One figure that I found particularly interesting was Nicomachus of Gerasa (60-120 AD), a Neo-Pythagorean who was trained in mathematics and philosophy in Alexandria, the epicenter of scholarship and home of the most famous (but tragically ill-fated) library in history. He wrote an Introduction to Arithmetic that became enormously successful, enduring as a standard textbook for the remainder of Antiquity and (in Latin paraphrase) throughout the Middle Ages. He also penned an Introduction to Harmonics that still survives and an Introduction to Geometry and Life of Pythagoras that, sadly, have been lost.
Nicomachus was not a Christian, but in reading his work it is evident that he perceived intentional design in nature, and saw mathematics and philosophy as partners in illuminating higher truth about the world.
In Introduction to Arithmetic chapter three, he offers an elegant metaphysical statement on the mathematical nature of the intelligently-designed cosmos:
All that has by nature with systematic method been arranged in the universe seems both in part and as a whole to have been determined and ordered in accordance with number, by the forethought and the mind of him that created all things; for the pattern was fixed like a preliminary sketch, by the domination of number pre-existent in the mind of the world-creating God, number conceptual only and immaterial in every way, but at the same time the true and eternal essence, so that with reference to it, as to an artistic plan, should be created all these things, time, motion, the heavens, the stars, all sorts of revolutions.

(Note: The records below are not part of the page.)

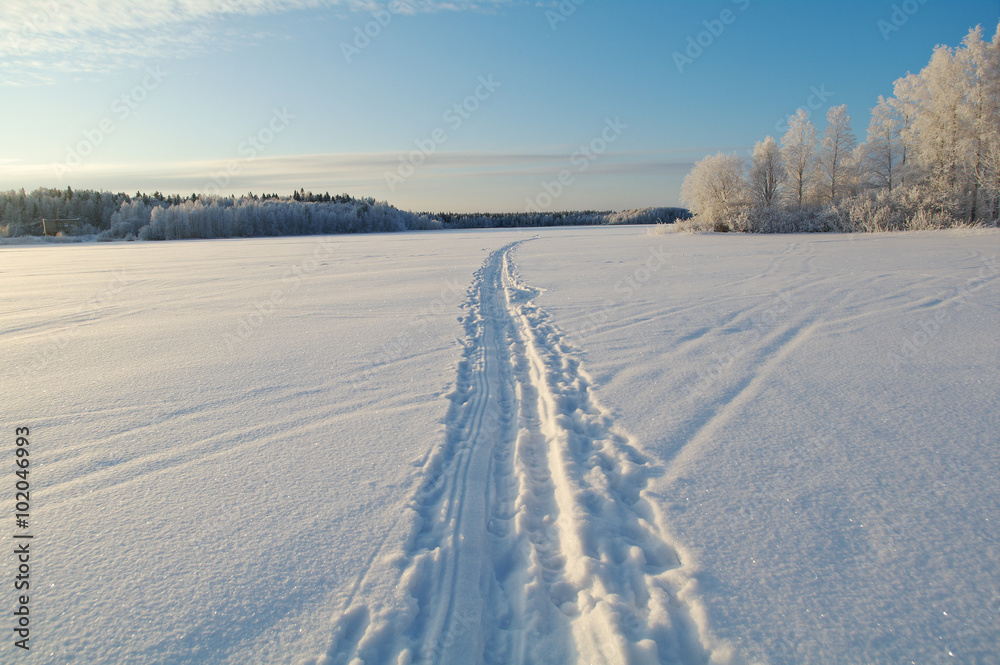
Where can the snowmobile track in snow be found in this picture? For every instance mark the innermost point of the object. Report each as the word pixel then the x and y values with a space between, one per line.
pixel 529 539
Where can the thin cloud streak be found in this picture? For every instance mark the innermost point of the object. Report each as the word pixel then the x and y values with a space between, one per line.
pixel 362 173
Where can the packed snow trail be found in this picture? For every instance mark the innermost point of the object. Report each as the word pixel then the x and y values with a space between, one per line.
pixel 528 539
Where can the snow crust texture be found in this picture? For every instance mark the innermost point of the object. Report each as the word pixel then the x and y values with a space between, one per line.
pixel 529 539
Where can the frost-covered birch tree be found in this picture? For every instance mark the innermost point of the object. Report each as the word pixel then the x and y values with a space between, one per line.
pixel 798 150
pixel 767 172
pixel 835 153
pixel 716 187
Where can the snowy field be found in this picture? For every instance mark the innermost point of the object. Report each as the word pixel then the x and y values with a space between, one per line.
pixel 571 445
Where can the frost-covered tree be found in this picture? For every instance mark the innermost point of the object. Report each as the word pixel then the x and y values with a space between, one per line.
pixel 885 154
pixel 716 187
pixel 767 172
pixel 835 153
pixel 798 151
pixel 979 63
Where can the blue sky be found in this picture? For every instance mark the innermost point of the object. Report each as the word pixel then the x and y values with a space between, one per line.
pixel 457 105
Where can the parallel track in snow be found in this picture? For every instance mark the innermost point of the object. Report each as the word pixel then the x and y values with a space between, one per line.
pixel 529 539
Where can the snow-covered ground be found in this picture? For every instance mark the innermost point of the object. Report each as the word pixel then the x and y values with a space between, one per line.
pixel 563 445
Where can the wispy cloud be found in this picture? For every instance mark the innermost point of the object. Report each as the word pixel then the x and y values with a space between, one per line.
pixel 41 39
pixel 359 173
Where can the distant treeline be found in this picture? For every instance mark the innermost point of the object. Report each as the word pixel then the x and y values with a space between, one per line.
pixel 170 217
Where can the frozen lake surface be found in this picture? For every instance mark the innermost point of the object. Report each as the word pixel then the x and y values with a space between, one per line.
pixel 537 446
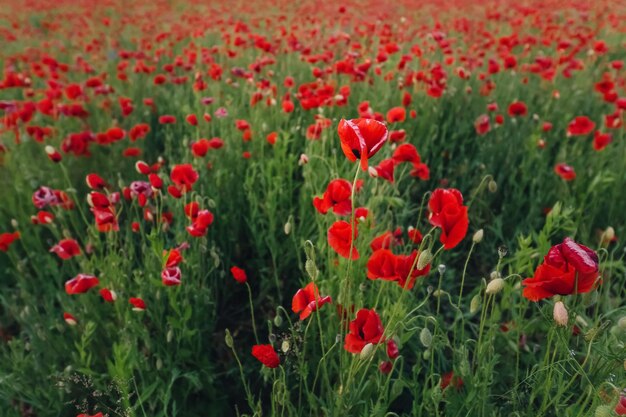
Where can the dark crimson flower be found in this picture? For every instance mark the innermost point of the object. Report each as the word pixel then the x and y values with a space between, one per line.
pixel 396 114
pixel 307 300
pixel 565 171
pixel 361 138
pixel 201 223
pixel 266 355
pixel 70 319
pixel 340 239
pixel 581 125
pixel 171 276
pixel 568 268
pixel 184 177
pixel 66 249
pixel 6 239
pixel 81 283
pixel 448 212
pixel 337 196
pixel 518 108
pixel 482 124
pixel 239 274
pixel 366 328
pixel 137 303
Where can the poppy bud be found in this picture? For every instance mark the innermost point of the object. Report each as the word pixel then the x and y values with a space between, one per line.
pixel 495 286
pixel 228 339
pixel 560 314
pixel 424 259
pixel 366 352
pixel 475 304
pixel 426 337
pixel 478 236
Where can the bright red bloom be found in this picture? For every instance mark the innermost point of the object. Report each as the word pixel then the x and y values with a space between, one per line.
pixel 340 239
pixel 266 355
pixel 568 268
pixel 361 138
pixel 366 328
pixel 448 212
pixel 239 274
pixel 6 239
pixel 518 108
pixel 171 276
pixel 81 283
pixel 581 125
pixel 184 177
pixel 565 171
pixel 337 196
pixel 396 114
pixel 308 300
pixel 66 249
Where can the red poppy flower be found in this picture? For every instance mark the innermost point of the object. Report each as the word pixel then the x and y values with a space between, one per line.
pixel 340 239
pixel 568 268
pixel 239 274
pixel 396 114
pixel 184 177
pixel 81 283
pixel 361 138
pixel 308 300
pixel 337 196
pixel 266 355
pixel 171 276
pixel 70 319
pixel 66 249
pixel 565 171
pixel 366 328
pixel 108 295
pixel 137 303
pixel 581 125
pixel 6 239
pixel 518 108
pixel 448 212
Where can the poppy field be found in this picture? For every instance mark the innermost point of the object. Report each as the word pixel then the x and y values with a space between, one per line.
pixel 302 208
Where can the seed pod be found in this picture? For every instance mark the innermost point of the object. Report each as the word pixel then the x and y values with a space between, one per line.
pixel 478 236
pixel 560 314
pixel 426 337
pixel 424 259
pixel 495 286
pixel 367 352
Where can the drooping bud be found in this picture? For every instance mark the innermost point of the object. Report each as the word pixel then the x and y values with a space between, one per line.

If you are familiar with Plato’s Republic, you will notice the similarity of language.
This is such a fine example of how beautifully integrated higher learning was during that time. Scholars recognized and embraced the fact that the various branches of learning interact with one another, and believed that the philosophical and theological inferences that naturally flow from the sciences shouldn’t be omitted from academic discussion.